As I came to spend more time with Namid I began to sense an ulterior motive of a sort in the lessons he gave me. He himself had told me that he worked with my dad, and though he never admitted as much, I was convinced that he held himself responsible for my father’s premature descent into insanity. I believe Namid felt that he had failed one Fearsson. He wasn’t about to fail another. That was why he worked me so hard and so often. He wanted me to hone my power. From what I understood, as a runecrafter grew more proficient, he also developed some resistance to the long-term effects of the phasings.

But on this night outside my office, with the phasing still a few days off, and Claudia Deegan’s murder on my mind, I was more concerned with what Namid had said to me in the car. In the years since he appeared to me that first night and kept me from killing myself, I had never known Namid to be wrong about anything. Until tonight I’d never heard him express even the slightest uncertainty. I do not know. . It was like being a kid again and finding out my father wasn’t stronger and smarter than every other man on the planet.

For the first time I’d bumped up against Namid’s limitations, and I found it unnerving. I think he did, too. Along with his certainty on all matters relating to magic, Namid had also been fearless. He was a runemyste. He’d been chosen by the Runeclave because even in life his mastery of the craft had been exceptional. As a member of his council, his powers were beyond anything I could imagine, although as I understood it, he and the other runemystes were forbidden to use their magic directly on our world. Still, I couldn’t imagine there was much that Namid feared. There could be no denying, though, that he had been scared tonight, or as close to scared as a runemyste could get.

Mercifully, Namid didn’t stay with me long. The last thing I needed was a thousand-year-old ghost commenting on my driving. But long after he left me, I continued to think about our conversation.
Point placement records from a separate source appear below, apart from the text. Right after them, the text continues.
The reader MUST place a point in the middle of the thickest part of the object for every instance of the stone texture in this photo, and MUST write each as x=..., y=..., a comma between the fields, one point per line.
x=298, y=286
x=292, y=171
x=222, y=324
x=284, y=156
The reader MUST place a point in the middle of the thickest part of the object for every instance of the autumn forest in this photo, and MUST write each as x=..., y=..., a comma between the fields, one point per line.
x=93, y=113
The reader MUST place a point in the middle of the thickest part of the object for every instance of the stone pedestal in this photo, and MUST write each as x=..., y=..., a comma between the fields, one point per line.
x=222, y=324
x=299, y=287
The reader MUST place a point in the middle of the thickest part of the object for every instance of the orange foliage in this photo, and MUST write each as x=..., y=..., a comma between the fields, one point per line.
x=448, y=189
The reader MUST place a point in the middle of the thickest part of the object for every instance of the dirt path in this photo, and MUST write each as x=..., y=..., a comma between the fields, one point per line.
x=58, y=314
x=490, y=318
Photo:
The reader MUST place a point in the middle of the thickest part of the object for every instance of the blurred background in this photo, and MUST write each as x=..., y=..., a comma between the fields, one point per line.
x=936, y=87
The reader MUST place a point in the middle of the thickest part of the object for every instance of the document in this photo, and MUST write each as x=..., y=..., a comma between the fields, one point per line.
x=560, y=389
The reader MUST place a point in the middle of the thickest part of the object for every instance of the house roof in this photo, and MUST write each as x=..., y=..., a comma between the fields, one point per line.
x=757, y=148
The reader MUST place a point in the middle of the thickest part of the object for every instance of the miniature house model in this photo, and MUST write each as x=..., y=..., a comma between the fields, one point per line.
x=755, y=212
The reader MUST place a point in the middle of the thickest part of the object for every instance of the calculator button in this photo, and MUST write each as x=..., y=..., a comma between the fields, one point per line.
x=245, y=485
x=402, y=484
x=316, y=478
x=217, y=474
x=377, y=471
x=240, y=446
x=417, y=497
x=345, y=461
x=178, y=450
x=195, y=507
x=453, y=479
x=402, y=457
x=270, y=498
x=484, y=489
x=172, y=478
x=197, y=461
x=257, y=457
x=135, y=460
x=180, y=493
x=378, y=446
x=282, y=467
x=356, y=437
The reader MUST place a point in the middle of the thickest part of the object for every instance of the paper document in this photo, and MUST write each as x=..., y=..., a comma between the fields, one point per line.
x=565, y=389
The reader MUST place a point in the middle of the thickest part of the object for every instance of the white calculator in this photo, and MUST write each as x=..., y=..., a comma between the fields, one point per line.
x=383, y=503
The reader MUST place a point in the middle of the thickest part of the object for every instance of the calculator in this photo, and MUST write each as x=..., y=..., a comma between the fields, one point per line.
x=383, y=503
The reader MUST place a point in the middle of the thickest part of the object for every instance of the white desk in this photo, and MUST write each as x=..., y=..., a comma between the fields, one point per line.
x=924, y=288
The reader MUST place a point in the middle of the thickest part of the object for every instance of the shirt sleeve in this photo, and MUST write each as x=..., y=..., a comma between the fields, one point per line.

I got home and cleaned my knee, first with water and soap, and then with hydrogen peroxide, which was no picnic. Usually these things look better once you wipe away the dried blood, but this one looked like hell even after I’d cleaned it up. I wished I had hit Robby harder.

Then I did something stupid. I went online, found Billie Castle’s blog, and read her piece about the murder of Claudia Deegan. Most of what she wrote focused on the Deegans and the history of the Blind Angel killings, but she got me in there near the end.

Sources close to the probe indicate that Justis Fearsson, a private investigator and former Phoenix Police Department homicide detective, has been brought in to work on the case. Fearsson, who worked on the Blind Angel murder investigation before being forced to leave the department for undisclosed disciplinary violations, has denied having any connection to the Deegans, and refused to speculate as to why the case had not yet been solved. Others with connections to the PPD were less reticent.